Active Passive vs Multi-Active Database Topologies
A Comparison of Active Passive vs Multi-Active Database Deployments
There are pros and cons to each type of database deployment, Multi Active or Active Passive. There are a couple of things to consider when designing a resilient database architecture. and in this blog we will outline these.
The most basic deployment is a single site single node architecture. This does not give you anything in terms of business continuity. It provides no High availability and the only DR mechanism is to restore your database form a backup file. This type of deployment is normally seen in less critical environments such as development or used in CI/CD Pipelining technologies when testing is automated as part of that process. Nearly all databases can be deployed in this manner including CockroachDB, Oracle, SQL Server etc
The Benefits of this model are
- Cost Effective as only one node is licensed. However the cost of an outage to the business if running this model in production could be astronomical in terms of lost revenue and productivity.
The Cons of this model are
- Lack of HA. If the node goes down or has issues there is no failover. You have to fix the existing node or restore from a backup
- Any maintenance that could cause downtime has to be factored in around slow traffic times but there will always be some form of customer/service impact when completing patching or upgrades etc.
The next level up from single node is Single Site Multi Node, This gives you more in terms of DR and can also give a little bit of HA depending on the technologies used. In this deployment there are typically 2 or more nodes involved in either an active passive model or a multi active model. The nodes are typically spread across different failure domains such as Rack, Network Switches and Disks.
Active Passive Model
In this model there is a single master node and x number of passive nodes. This means that if there is an issue with the master node the application can be pointed at a secondary node and the secondary node can be promoted as a master, This is typically automatic but does involve downtime as the application repoints to the new node. This makes recovering from failure a lot faster than a single node architecture but still not a perfect solution for production deployments. Examples of databases that run in active passive configurations are Oracle, SQL Server, MY SQL and Postgres.
The Pros of the Active Passive Model Are
- Still relatively cost effective as some providers allow you to run a passive node for no charge providing you have an active support contract
- Provides a lot better HA capability than single node architecture
The Cons of the Active Passive Model are
- Can get expensive if you have to license the secondary node(s) as you are paying for hardware resources that are not used. The only time they are used is in the event of a disaster or failure.
- Expensive in terms of operational cost as in the event of a failure all the servers need to be re-synced in order to get back to an active passive configuration.

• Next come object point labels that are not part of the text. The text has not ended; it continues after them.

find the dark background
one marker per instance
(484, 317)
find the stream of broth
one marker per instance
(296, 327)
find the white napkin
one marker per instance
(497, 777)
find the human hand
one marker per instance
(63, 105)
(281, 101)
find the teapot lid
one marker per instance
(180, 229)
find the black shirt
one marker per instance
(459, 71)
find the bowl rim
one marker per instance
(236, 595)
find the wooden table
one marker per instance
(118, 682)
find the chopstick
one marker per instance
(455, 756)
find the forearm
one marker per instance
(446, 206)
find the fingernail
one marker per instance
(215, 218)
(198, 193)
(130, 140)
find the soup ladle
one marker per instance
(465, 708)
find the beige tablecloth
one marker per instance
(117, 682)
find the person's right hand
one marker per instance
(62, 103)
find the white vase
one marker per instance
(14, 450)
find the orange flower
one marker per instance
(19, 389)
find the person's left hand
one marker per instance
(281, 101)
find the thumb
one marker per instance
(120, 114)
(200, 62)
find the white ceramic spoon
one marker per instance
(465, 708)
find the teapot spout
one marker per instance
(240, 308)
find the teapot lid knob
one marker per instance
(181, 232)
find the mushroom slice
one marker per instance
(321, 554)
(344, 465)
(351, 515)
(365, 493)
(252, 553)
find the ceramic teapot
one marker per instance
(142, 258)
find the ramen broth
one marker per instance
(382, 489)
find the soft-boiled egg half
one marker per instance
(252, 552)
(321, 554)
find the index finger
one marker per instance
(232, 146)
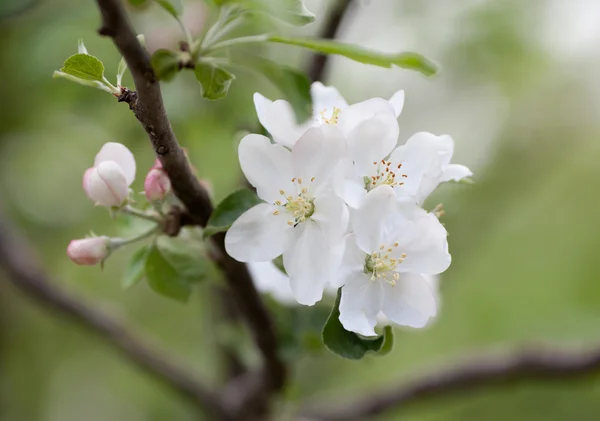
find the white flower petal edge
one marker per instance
(119, 154)
(269, 279)
(259, 235)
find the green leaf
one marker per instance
(291, 11)
(188, 258)
(134, 271)
(163, 278)
(230, 209)
(215, 80)
(174, 7)
(84, 66)
(293, 84)
(407, 60)
(165, 64)
(348, 344)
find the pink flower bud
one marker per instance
(157, 185)
(106, 184)
(89, 251)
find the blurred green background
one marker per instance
(519, 93)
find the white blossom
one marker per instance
(302, 219)
(394, 244)
(107, 182)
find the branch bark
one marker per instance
(148, 107)
(20, 263)
(483, 371)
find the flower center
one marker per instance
(333, 119)
(300, 206)
(381, 265)
(385, 174)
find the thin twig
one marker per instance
(478, 372)
(148, 107)
(22, 268)
(318, 63)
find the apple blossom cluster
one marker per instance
(343, 207)
(107, 184)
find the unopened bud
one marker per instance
(106, 184)
(89, 251)
(157, 185)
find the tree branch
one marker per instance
(484, 371)
(147, 104)
(20, 263)
(318, 63)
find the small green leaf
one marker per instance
(164, 279)
(293, 12)
(293, 84)
(84, 66)
(278, 262)
(174, 7)
(407, 60)
(165, 64)
(230, 209)
(134, 271)
(188, 259)
(215, 80)
(348, 344)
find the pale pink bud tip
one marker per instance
(157, 185)
(89, 251)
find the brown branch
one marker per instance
(318, 63)
(548, 365)
(22, 267)
(147, 104)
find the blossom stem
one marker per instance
(116, 243)
(140, 214)
(236, 41)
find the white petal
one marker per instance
(359, 112)
(331, 214)
(310, 262)
(455, 172)
(106, 184)
(361, 300)
(326, 98)
(258, 235)
(397, 101)
(118, 153)
(266, 166)
(353, 262)
(278, 119)
(427, 250)
(317, 153)
(372, 216)
(268, 278)
(371, 141)
(410, 302)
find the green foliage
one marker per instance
(165, 64)
(134, 271)
(407, 60)
(348, 344)
(174, 7)
(84, 66)
(215, 80)
(230, 209)
(172, 266)
(293, 84)
(293, 12)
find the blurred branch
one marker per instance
(479, 372)
(20, 263)
(148, 107)
(318, 63)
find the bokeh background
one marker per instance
(520, 94)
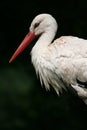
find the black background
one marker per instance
(23, 103)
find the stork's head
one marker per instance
(40, 24)
(43, 23)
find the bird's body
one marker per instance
(61, 64)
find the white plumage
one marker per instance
(62, 64)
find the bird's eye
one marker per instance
(36, 25)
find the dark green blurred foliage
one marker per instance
(24, 104)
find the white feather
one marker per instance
(60, 63)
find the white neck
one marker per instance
(44, 40)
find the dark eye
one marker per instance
(36, 25)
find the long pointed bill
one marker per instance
(28, 38)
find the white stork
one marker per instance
(62, 64)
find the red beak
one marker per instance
(28, 38)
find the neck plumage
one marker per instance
(44, 40)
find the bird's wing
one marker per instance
(70, 55)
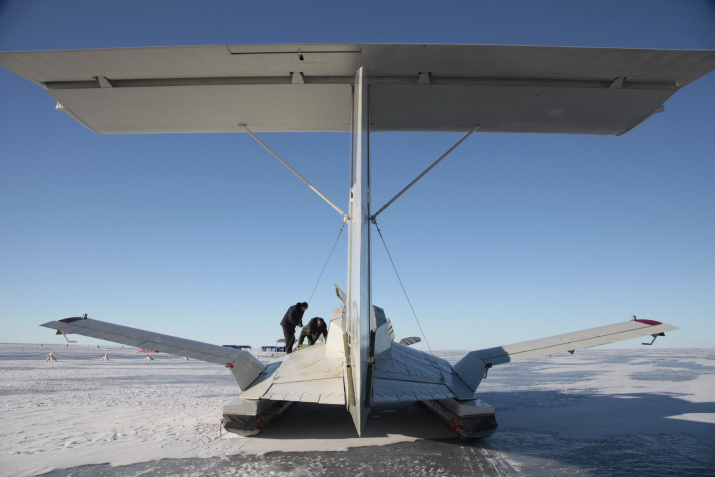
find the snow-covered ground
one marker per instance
(648, 411)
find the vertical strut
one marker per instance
(359, 301)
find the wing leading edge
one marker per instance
(472, 367)
(244, 366)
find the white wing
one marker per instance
(413, 87)
(473, 366)
(244, 366)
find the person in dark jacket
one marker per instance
(315, 327)
(292, 318)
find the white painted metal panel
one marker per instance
(216, 108)
(306, 375)
(246, 368)
(423, 371)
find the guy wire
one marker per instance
(439, 369)
(326, 262)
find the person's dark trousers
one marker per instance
(289, 335)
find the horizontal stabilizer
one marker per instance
(244, 366)
(473, 366)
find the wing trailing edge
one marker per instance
(244, 366)
(474, 365)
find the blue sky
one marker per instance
(208, 237)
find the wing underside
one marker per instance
(414, 87)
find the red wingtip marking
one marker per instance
(70, 320)
(649, 322)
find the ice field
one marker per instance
(647, 411)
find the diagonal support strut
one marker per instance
(315, 189)
(374, 216)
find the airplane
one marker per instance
(360, 89)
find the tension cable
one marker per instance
(439, 369)
(326, 262)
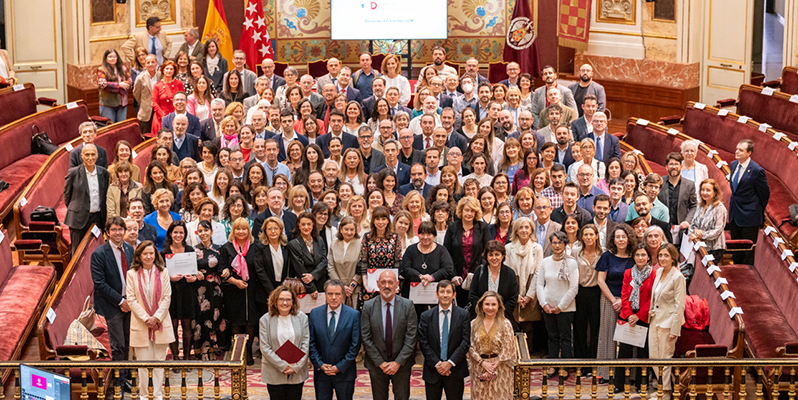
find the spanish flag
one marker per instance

In this model all the nodes in the cluster are available for read and write operations. There is no concept of a master and secondary nodes as all nodes are equal within a multi active cluster. This gives you a lot of benefits and control over HA and DR capabilities. It also has the inherent ability of allowing ease of scalability. Databases that can be deployed in this category include CockroachDB, Cassandra and Couchbase.
The Pros of the Multi Active Model are
- Scalability of both Read and Write operations
- Always on availability meaning no downtime when completing maintenance tasks like upgrades and patching.
- Cost effective in terms of resource utilisation as all nodes are actively used all of the time. This makes these solution to be some of the most cost effective solutions on the market although a higher up front licensing cost may be observed.
- RPO of 0 and RTO < 10 seconds
The Cons of the multi active model are
- Most of these solutions will have a performance hit due to there being some network traffic involved. Although one database in particular is better than other in this case. CockroachDB can help reduce network latency with its Geo Partitioning feature. This is usually minimal in the single site model due to the network being super quick with lots of bandwidth.
- Some of the technologies like Cassandra need regular maintenance jobs ie recovery operations to be completed to ensure the data on all nodes is replicated and consistent.
The Overall Con for the Single Site Deployment is there is no coverage for a whole site/regional Outage. If this is a requirement then a Multi Site Deployment is a more suitable model.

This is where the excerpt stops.